'No, Sharpe shrugged. 'But they have to be!

Nairn stared into his brandy as though it was a fortune-teller's bauble. 'Tell me, Sharpe, have you ever heard of a man called Lord Fenner? Lord Simon Fenner?

'No, sir.

'Bastard politician, Sharpe. Bloody bastard politician. I've always hated politicians. One moment they're grovelling all over you, tongues hanging out, wanting your vote, the next minute they're too bloody pompous to even see you. Insolent bastard jackanapes! Hate them! Hope you hate politicians, Sharpe. Not fit to lick your jakes out.

'Lord Fenner, sir? Sharpe knew bad news was coming. He knew that Major Generals, however friendly, did not ride long distances to share brandy with Majors.

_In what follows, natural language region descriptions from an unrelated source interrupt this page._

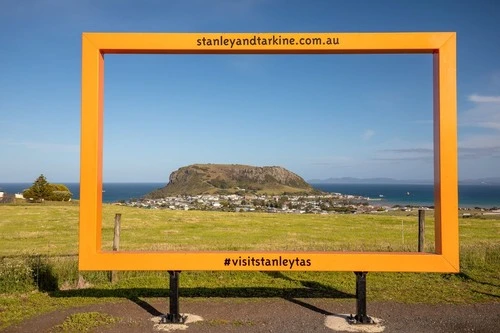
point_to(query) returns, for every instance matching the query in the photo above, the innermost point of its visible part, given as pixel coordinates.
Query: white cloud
(485, 114)
(368, 134)
(484, 99)
(47, 147)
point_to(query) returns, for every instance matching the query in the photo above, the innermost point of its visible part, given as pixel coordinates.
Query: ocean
(485, 196)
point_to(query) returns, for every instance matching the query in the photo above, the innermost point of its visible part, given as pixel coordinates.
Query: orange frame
(441, 44)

'Foul little pompous bastard, he is. Nairn spat the insult out. 'Secretary of State at War, works to the Secretary of State of War, and probably neither would know what a war was even if it stuck itself in their back passages. So he wrote to us. Nairn took a piece of paper from his sabretache. 'Or rather one of his poxed clerks wrote to us. He was staring at Sharpe rather than the letter. 'He claims, Sharpe, that there are no reinforcements available to the South Essex. That none have been sent, and none are going to be sent. None. There. He handed the letter to Sharpe.

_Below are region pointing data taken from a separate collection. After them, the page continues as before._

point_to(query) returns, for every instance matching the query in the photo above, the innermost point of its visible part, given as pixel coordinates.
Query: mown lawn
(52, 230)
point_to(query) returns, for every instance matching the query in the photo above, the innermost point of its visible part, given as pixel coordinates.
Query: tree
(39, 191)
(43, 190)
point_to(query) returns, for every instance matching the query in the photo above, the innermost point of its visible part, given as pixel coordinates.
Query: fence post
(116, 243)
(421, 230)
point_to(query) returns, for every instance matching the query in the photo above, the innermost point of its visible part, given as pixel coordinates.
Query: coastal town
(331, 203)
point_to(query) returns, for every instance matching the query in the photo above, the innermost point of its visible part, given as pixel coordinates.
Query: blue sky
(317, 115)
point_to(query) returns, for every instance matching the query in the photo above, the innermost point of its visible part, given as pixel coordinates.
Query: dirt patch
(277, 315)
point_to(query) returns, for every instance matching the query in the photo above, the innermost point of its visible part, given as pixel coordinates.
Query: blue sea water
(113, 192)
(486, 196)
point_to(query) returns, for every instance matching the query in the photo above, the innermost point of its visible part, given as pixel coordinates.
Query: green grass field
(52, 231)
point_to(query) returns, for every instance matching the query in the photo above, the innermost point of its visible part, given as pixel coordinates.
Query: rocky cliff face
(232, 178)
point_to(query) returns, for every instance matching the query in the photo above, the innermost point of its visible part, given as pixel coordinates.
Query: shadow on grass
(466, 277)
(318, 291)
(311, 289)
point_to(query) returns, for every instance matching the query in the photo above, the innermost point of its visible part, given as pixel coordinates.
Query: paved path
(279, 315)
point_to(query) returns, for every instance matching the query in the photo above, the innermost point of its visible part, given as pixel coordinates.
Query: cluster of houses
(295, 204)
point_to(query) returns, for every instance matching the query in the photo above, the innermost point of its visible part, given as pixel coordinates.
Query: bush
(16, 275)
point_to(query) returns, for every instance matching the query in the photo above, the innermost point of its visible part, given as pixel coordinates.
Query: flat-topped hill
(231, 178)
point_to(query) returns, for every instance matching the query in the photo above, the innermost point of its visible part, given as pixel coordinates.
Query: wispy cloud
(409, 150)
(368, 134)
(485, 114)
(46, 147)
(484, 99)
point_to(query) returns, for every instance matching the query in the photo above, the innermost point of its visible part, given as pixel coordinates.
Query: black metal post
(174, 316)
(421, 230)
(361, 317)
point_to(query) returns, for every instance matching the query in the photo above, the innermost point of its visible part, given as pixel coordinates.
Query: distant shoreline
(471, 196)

Sharpe could not believe it. He took the letter, fearing it, to find that it was a long list, sent by the War Office via the Horse Guards, of the replacements that could be expected in the next few weeks. At the end of the list was the South Essex, against whose name was written; 2nd Batt now Hold'g Batt. No Draft available. That was all and, if it was true, it meant that the South Essex's Second Battalion had become a mere Holding Battalion; a place where boys of thirteen and fourteen, too young to fight, waited for their birthdays, or where men in transit or wounded men were put to wait for new postings. A rag-tag Battalion, without pride and of small purpose.